Não existe melhor lugar pra arrumar assunto que a rua. Diz à lenda que Rubem Braga, o mais festejado de todos os cronistas brasileiros, montou seu jardim suspenso, justamente para observar as ruas do entorno de sua cobertura, em Ipanema. De lá, enquanto regava as plantas, quando não entretido com Tônia Carrero, sua grande paixão, e os amigos, que não o deixavam, observava o que acontecia e no dia seguinte a crônica quentinha estava nas páginas dos jornais.
As nossas cidades são de poucas praças e bairros inteiros, sem nenhuma. Prefeitos as distribuíram por cabos, sargentos e tenentes eleitorais. Pior, as que existem são bregas, mal cuidadas, onde o verde praticamente desapareceu. Os políticos não circulam mais a pé. Cafezinho em pé no balcão só na campanha eleitoral e muito menos sentam em banco de praça para olhar, conhecer e conversar com as pessoas.
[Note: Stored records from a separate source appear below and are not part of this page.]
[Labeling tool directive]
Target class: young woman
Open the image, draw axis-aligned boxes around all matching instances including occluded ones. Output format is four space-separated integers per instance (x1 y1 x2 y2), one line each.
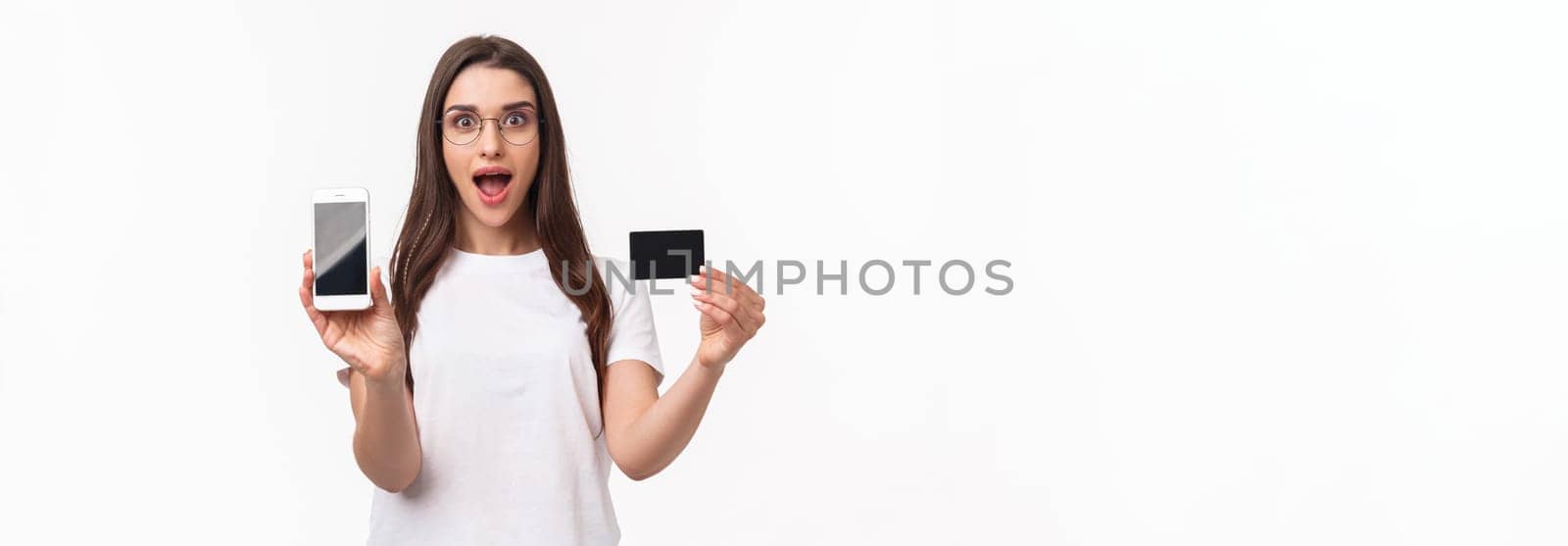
300 36 763 544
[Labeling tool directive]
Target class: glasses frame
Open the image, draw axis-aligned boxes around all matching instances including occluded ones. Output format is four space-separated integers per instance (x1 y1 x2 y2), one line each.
436 110 544 147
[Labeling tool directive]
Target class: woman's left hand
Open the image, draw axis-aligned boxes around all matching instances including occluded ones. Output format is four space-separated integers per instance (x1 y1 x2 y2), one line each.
687 267 766 368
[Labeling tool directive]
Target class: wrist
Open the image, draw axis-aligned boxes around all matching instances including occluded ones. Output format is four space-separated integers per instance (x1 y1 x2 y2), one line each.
692 358 729 375
366 357 408 392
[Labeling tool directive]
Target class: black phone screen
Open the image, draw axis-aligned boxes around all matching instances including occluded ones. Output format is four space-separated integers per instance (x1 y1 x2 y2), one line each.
316 202 370 295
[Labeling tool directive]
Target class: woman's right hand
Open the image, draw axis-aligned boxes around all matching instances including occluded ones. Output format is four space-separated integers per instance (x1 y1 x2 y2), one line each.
300 251 408 387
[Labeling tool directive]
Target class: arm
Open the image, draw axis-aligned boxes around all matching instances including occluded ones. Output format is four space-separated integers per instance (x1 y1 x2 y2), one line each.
348 372 423 493
604 360 724 480
604 269 766 480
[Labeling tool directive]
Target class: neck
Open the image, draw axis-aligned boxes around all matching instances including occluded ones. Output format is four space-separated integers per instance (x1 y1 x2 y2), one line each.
453 207 539 256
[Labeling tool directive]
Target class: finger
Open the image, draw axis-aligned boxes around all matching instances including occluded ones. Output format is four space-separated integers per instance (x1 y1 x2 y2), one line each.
300 280 327 340
690 265 766 311
692 290 758 332
692 296 751 339
370 265 392 308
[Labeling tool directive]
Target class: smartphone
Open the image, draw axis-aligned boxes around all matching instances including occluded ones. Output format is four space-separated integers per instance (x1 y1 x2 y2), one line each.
630 229 706 281
311 188 370 311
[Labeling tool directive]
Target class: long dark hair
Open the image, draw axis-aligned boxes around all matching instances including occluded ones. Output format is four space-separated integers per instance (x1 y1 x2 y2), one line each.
390 36 612 400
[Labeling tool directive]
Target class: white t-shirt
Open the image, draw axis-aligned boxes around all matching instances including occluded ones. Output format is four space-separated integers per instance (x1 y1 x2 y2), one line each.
343 249 663 544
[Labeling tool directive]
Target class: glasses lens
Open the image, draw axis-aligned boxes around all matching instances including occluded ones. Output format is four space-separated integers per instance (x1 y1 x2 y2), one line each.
500 110 539 146
441 112 484 146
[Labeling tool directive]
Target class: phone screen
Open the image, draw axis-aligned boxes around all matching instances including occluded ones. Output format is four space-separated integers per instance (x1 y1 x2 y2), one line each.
316 202 370 295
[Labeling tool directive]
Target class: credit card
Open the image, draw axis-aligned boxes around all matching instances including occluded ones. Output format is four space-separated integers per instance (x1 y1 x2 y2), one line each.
630 229 706 279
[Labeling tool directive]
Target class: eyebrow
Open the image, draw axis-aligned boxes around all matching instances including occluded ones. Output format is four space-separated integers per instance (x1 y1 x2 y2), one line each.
447 100 533 113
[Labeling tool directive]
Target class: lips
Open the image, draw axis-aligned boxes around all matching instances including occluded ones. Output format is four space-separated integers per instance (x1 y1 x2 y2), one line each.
473 165 512 206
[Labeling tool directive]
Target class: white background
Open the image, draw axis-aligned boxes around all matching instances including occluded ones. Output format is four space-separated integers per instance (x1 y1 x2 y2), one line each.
0 2 1568 544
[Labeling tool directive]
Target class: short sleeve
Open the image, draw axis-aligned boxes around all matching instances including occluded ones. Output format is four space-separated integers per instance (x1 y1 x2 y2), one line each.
604 261 664 383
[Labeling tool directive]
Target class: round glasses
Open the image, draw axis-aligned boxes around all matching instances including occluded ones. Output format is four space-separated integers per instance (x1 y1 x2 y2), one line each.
441 110 543 146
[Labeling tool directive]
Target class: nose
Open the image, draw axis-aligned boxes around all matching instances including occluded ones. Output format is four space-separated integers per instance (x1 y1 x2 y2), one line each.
478 120 507 157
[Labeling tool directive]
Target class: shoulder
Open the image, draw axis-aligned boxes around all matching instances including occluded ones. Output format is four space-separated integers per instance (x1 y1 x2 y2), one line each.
593 254 648 308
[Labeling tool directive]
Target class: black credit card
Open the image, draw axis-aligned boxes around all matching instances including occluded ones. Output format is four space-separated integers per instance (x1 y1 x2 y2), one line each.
632 229 706 281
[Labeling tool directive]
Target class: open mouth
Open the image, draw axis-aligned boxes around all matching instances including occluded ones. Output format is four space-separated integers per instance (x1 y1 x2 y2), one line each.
473 167 512 206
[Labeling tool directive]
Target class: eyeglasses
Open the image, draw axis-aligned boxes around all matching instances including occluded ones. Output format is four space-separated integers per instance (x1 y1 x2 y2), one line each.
441 108 544 146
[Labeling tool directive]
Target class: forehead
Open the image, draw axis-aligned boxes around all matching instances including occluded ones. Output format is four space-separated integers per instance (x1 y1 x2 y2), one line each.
441 66 539 110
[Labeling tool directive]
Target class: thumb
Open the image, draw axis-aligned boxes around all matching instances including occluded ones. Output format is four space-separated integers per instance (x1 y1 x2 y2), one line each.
370 265 392 308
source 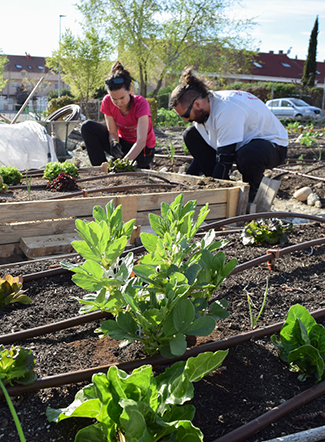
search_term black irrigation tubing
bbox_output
[200,212,325,231]
[0,309,325,397]
[272,167,325,181]
[0,238,325,344]
[10,212,325,282]
[213,381,325,442]
[0,311,113,344]
[47,183,179,201]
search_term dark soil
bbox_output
[0,122,325,442]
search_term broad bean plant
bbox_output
[65,194,237,358]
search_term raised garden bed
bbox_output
[0,168,249,258]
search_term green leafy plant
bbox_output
[0,275,32,308]
[0,166,23,186]
[166,141,176,164]
[241,218,293,245]
[46,172,78,192]
[157,108,186,127]
[61,201,134,313]
[271,304,325,382]
[46,350,228,442]
[246,278,269,329]
[43,161,79,181]
[0,345,36,442]
[96,194,237,357]
[108,158,136,173]
[25,169,32,199]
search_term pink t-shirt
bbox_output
[100,95,156,148]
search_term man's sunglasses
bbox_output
[181,95,199,118]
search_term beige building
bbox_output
[0,53,66,112]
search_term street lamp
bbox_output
[58,15,66,98]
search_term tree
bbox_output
[302,16,318,87]
[0,50,9,91]
[46,27,111,113]
[78,0,251,96]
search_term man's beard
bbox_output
[189,109,210,124]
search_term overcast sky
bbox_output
[0,0,325,61]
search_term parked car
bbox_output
[266,98,323,118]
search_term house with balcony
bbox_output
[0,53,66,112]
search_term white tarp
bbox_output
[0,121,58,170]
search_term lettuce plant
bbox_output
[46,350,228,442]
[0,275,32,308]
[0,166,23,186]
[0,345,36,442]
[271,304,325,382]
[241,218,293,246]
[43,161,79,181]
[61,201,134,313]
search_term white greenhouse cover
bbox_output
[0,121,58,170]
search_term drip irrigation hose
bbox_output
[14,212,325,282]
[272,167,325,182]
[199,212,325,232]
[213,381,325,442]
[0,309,325,397]
[0,238,325,344]
[0,311,113,344]
[47,183,175,201]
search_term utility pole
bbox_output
[58,15,66,98]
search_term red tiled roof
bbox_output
[5,54,48,74]
[250,51,325,83]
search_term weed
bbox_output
[244,278,269,329]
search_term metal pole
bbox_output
[322,77,325,114]
[10,77,44,124]
[58,15,66,98]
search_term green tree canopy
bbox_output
[78,0,252,96]
[0,49,9,90]
[302,16,318,87]
[46,27,111,115]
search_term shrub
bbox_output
[46,95,75,117]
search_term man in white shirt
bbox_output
[170,69,288,201]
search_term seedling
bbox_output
[244,278,269,330]
[108,158,136,173]
[46,350,228,442]
[166,141,175,164]
[271,304,325,382]
[46,172,78,192]
[0,345,36,442]
[241,218,293,245]
[0,275,32,308]
[0,166,23,186]
[43,161,79,181]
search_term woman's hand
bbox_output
[124,115,149,161]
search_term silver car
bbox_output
[266,98,323,118]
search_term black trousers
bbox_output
[183,126,287,201]
[81,120,155,169]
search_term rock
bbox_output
[315,200,323,209]
[293,187,313,201]
[307,193,319,206]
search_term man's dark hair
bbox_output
[169,67,209,108]
[105,61,133,91]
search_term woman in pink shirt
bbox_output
[81,61,156,169]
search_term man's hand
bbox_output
[110,140,124,158]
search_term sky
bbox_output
[0,0,325,61]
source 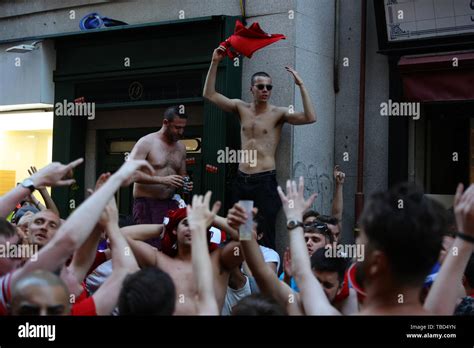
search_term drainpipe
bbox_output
[355,0,367,225]
[333,0,340,93]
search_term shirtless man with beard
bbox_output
[129,106,192,248]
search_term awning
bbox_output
[398,51,474,102]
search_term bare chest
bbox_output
[146,143,183,172]
[241,111,280,138]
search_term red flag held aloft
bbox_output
[220,20,286,59]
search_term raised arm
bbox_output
[187,191,221,315]
[331,165,346,221]
[0,158,83,218]
[12,160,153,282]
[93,198,139,315]
[68,173,110,283]
[424,184,474,315]
[227,203,303,315]
[278,177,340,315]
[28,166,61,216]
[203,46,240,113]
[284,66,316,125]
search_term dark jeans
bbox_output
[231,170,281,249]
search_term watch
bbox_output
[21,178,36,193]
[286,219,303,230]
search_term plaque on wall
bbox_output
[374,0,474,50]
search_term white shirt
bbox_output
[221,276,252,315]
[260,245,280,272]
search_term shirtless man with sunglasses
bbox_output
[203,46,316,249]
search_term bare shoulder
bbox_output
[233,99,251,115]
[135,133,156,148]
[153,248,174,271]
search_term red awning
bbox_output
[398,52,474,102]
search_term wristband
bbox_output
[456,232,474,244]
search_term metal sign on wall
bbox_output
[385,0,474,41]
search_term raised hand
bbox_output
[283,248,292,277]
[30,158,84,188]
[285,66,303,86]
[212,46,225,63]
[163,174,184,188]
[454,184,474,237]
[277,176,317,220]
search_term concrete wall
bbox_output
[334,0,389,242]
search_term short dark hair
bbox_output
[464,253,474,288]
[164,105,188,122]
[0,218,16,239]
[304,223,334,244]
[250,71,272,86]
[303,209,320,221]
[361,183,446,286]
[118,267,176,315]
[311,248,348,284]
[232,294,287,316]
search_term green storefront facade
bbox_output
[51,16,242,217]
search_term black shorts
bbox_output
[231,170,282,249]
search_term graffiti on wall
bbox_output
[293,161,333,214]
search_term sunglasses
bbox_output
[254,84,273,91]
[303,221,329,232]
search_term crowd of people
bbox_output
[0,155,474,315]
[0,47,474,316]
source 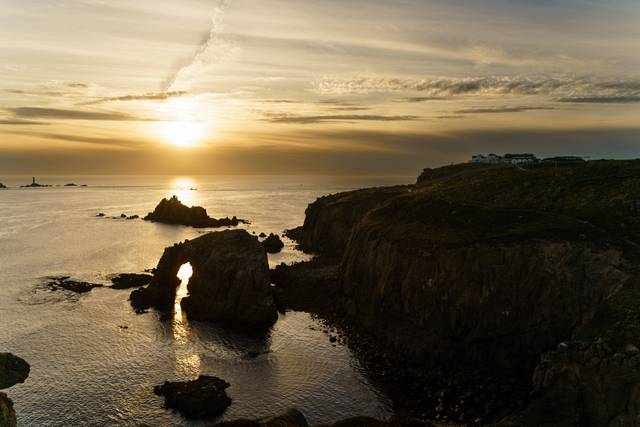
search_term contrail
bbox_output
[163,0,229,92]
Enfim, ouvi-las, inclusive receber aquela generosa espinafração. Como numa adaptação mal feita de George Orwell, em “1984”, eles nos olham através das câmeras de segurança, vidros “fumês” dos seus carros blindados e imaginam que nos conhecem pelas pesquisas encomendadas a preço de ouro, que nós pagamos.
A praça histórica de minha cidade é resumo do mau gosto e desleixo, fruto de inúmeras intervenções de urbanistas de shoppings. Apesar da degradação imposta à praça tradicional ela é cheia de vida, gente de todas as idades, principalmente estudantes, no final da tarde ocupam o lugar pra bater papo, namorar e fazer música.
É o espaço público, livre, onde passa gente de todas as cores, formas e conteúdos, que resiste e assim se torna mais acolhedora. Capaz de receber seu povo, que a tomará nos braços para fazer dela sua ‘Ágora’, no exercício pleno da liberdade.